Pydantic Evals provides rigorous testing and evaluation for AI agents and LLM outputs using a code-first approach with Pydantic models. It enables “Evaluation-Driven Development” (EDD) where evaluation suites live alongside application code, subject to version control and CI/CD.

Core Concepts

Understand these key primitives:

Case

A single test scenario with inputs, optional expected output, and metadata.

from pydantic_evals import Case

case = Case(
    name="refund_request",
    inputs="What is your refund policy?",
    expected_output="30 days full refund",
    metadata={"category": "policy"}
)

Dataset

Collection of Cases with default evaluators. Generic over input/output types.

from pydantic_evals import Dataset

dataset = Dataset(
    cases=[case1, case2, case3],
    evaluators=[evaluator1, evaluator2]
)

Evaluator

Logic engine that assesses outputs. Returns bool (Pass/Fail), float/int (score), or str (label).

Experiment

Point-in-time performance capture when Dataset runs against a Task.

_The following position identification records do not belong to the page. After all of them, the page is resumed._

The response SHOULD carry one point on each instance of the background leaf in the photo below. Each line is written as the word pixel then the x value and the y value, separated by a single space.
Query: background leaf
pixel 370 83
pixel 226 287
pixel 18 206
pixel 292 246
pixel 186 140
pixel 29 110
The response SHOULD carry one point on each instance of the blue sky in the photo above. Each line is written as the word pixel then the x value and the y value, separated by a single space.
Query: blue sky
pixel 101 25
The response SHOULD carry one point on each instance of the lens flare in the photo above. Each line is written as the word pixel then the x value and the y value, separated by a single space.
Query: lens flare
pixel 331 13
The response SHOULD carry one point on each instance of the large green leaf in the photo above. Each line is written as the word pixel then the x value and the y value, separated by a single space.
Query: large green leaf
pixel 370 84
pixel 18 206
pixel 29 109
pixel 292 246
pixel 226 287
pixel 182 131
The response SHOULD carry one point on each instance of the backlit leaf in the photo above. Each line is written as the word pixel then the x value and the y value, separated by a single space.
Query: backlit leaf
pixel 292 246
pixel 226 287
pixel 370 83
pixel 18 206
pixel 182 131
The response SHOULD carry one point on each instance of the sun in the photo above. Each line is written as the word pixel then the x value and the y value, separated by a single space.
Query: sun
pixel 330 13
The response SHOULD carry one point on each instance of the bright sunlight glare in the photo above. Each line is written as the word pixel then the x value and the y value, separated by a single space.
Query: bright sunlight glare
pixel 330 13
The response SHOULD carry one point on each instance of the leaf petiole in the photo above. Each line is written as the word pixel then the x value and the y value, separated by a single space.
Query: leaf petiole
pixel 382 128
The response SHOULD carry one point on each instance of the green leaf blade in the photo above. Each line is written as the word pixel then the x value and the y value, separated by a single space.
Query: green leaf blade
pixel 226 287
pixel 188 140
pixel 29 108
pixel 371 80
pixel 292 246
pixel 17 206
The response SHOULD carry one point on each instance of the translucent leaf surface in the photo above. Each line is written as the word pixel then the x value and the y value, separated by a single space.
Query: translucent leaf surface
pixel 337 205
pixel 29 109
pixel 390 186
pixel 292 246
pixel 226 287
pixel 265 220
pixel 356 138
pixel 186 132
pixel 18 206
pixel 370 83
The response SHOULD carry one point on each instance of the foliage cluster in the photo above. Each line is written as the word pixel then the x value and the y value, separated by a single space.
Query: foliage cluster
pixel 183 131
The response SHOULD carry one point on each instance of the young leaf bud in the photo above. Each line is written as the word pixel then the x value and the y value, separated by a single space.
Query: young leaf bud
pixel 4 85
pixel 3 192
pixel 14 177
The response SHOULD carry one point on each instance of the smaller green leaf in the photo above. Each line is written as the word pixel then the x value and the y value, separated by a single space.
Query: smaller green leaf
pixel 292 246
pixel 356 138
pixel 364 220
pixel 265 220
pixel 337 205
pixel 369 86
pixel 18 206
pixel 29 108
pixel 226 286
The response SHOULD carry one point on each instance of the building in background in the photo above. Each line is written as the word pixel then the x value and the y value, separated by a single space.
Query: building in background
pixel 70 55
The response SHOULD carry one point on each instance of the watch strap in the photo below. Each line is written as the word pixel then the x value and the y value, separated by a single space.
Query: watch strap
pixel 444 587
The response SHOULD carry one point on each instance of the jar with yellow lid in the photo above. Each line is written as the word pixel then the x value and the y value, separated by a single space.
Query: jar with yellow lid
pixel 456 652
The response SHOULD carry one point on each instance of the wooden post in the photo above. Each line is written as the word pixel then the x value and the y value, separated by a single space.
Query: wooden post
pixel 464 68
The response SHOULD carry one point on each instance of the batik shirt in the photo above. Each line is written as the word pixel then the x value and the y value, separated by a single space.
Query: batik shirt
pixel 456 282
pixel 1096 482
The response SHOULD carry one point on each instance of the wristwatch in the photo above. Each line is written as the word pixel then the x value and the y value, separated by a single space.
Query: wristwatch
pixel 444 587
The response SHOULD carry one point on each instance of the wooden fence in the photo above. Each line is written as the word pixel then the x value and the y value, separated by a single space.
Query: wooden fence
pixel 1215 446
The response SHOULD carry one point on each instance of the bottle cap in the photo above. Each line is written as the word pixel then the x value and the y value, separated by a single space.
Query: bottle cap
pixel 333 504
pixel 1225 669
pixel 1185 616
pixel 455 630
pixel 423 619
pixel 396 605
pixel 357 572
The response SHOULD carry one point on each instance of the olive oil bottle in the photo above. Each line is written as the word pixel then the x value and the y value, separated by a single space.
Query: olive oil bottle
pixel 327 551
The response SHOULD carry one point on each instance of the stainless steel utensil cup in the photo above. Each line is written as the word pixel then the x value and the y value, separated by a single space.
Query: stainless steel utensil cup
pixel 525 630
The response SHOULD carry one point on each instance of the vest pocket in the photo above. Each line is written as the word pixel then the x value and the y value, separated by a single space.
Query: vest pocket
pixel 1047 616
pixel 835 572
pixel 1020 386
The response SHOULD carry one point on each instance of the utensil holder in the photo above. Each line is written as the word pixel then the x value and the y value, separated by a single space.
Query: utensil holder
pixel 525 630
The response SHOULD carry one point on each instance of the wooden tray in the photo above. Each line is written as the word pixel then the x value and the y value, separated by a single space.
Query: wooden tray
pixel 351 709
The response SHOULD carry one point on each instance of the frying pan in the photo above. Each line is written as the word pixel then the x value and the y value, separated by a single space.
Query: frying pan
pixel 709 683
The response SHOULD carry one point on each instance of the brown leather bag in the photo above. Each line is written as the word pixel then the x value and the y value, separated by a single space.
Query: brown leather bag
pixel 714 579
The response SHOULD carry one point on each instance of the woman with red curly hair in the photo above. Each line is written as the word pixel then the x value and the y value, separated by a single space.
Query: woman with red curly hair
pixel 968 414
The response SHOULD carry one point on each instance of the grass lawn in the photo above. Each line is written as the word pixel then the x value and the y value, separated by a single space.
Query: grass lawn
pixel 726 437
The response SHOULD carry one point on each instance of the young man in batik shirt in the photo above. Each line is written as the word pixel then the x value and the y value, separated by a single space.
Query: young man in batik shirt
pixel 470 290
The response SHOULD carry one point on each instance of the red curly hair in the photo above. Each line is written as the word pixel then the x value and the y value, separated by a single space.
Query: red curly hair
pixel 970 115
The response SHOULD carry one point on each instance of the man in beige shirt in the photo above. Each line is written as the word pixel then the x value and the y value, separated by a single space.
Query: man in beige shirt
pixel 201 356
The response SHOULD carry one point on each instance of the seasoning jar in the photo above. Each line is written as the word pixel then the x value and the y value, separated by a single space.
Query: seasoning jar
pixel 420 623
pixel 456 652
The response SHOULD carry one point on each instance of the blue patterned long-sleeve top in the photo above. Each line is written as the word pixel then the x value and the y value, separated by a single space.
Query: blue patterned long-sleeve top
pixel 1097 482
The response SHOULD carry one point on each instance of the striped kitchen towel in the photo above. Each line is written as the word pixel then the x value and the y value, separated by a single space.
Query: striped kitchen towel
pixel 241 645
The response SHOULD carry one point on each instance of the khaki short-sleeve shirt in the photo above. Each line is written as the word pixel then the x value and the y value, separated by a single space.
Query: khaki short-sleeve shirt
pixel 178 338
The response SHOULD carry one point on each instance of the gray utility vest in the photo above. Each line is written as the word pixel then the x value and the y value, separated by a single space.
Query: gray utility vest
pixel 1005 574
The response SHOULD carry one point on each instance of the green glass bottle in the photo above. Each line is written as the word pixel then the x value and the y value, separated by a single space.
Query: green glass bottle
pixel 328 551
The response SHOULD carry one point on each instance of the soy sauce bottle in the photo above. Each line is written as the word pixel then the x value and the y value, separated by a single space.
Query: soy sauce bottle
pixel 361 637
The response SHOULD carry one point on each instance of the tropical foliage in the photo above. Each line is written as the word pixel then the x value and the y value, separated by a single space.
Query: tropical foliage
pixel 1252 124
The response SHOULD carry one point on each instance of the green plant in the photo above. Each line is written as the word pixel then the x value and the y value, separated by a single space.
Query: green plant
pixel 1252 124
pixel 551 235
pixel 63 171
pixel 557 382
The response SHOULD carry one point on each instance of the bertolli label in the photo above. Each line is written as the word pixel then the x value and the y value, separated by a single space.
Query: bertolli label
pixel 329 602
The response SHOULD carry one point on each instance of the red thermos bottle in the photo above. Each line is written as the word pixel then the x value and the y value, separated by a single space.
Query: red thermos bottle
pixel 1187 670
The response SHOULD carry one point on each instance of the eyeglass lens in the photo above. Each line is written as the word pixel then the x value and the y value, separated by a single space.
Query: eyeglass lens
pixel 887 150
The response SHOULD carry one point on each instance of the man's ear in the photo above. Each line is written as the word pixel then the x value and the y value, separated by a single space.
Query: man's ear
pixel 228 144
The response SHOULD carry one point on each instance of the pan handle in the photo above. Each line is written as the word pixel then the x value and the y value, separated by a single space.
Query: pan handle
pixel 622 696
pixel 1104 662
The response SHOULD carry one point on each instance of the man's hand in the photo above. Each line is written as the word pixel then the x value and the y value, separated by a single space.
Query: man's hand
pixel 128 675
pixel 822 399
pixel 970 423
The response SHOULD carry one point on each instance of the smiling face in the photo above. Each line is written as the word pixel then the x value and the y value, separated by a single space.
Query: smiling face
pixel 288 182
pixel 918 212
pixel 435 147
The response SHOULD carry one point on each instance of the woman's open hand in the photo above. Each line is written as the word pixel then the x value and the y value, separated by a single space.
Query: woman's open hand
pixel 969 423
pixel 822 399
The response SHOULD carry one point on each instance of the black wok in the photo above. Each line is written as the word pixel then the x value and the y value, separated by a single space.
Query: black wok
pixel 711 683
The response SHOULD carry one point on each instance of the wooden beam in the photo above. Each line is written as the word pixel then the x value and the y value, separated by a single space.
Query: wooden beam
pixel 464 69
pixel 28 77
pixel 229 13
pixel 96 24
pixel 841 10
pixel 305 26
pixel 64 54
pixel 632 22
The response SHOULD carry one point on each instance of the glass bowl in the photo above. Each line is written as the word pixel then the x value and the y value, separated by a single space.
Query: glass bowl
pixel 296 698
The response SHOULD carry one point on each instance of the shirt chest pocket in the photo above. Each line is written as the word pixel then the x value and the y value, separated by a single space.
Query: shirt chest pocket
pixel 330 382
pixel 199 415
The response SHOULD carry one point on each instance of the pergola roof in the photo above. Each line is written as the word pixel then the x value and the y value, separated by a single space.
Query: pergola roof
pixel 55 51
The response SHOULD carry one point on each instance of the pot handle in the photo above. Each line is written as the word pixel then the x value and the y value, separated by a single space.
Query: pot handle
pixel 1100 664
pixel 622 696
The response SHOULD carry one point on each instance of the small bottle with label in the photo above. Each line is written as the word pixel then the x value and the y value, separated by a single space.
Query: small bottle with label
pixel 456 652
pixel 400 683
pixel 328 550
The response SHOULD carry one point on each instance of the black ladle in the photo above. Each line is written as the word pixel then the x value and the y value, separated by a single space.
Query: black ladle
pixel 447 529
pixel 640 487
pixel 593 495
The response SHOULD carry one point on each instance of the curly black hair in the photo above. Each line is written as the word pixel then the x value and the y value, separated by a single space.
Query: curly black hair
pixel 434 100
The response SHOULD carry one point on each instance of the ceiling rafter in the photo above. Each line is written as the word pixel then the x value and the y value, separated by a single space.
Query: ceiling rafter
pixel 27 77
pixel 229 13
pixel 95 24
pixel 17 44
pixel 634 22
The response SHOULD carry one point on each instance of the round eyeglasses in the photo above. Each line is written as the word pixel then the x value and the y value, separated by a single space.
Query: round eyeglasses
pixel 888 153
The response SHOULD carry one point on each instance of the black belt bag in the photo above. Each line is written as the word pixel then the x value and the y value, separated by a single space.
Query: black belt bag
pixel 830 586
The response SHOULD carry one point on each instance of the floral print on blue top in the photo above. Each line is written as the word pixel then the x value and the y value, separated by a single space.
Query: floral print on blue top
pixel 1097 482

For detailed explanations, see references/core-concepts.md

Quick Start

Create and run a simple evaluation:

from pydantic_evals import Case, Dataset
from pydantic_evals.evaluators import Contains, LLMJudge

# Define cases
cases = [
    Case(
        name="greeting",
        inputs="Hello, who are you?",
        expected_output="I am an AI assistant."
    )
]

# Define evaluators
evaluators = [
    Contains(value="AI assistant"),
    LLMJudge(rubric="Is this response polite? Answer PASS or FAIL.")
]

# Create dataset
dataset = Dataset(cases=cases, evaluators=evaluators)

# Run evaluation
async def my_agent(query: str) -> str:
    # Your agent logic here
    return "I am an AI assistant."

report = dataset.evaluate_sync(my_agent)
report.print()

Evaluator Types

Pydantic Evals supports a “Pyramid of Evaluation” from fast/cheap to slow/expensive:

1. Deterministic Evaluators

Fast, free, code-based checks. Use as first line of defense.

  • Equals: Exact equality check
  • EqualsExpected: Compare to Case.expected_output
  • Contains: Substring/item presence
  • IsInstance: Type validation
  • MaxDuration: Latency SLA enforcement

Strategy: Always run deterministic checks before expensive LLM judges.

2. LLM-as-a-Judge

Use secondary LLM to score outputs based on natural language rubrics.

from pydantic_evals.evaluators import LLMJudge

judge = LLMJudge(
    rubric="Response must: 1) Answer the question, 2) Cite context, 3) Be professional",
    include_input=True,
    include_expected_output=True,
    model='openai:gpt-4o'
)

Using OpenRouter for LLMJudge:

from pydantic_evals.evaluators.llm_as_a_judge import set_default_judge_model
from pydantic_ai.models.openai import OpenAIChatModel
from pydantic_ai.providers.openai import OpenAIProvider

# Configure OpenRouter as judge model
provider = OpenAIProvider(
    api_key=os.getenv('OPENROUTER_API_KEY'),
    base_url='https://openrouter.ai/api/v1'
)
model = OpenAIChatModel(model_name='gpt-4o-mini', provider=provider)
set_default_judge_model(model)

# Or pass model directly to LLMJudge
judge = LLMJudge(rubric="Is this polite?", model=model)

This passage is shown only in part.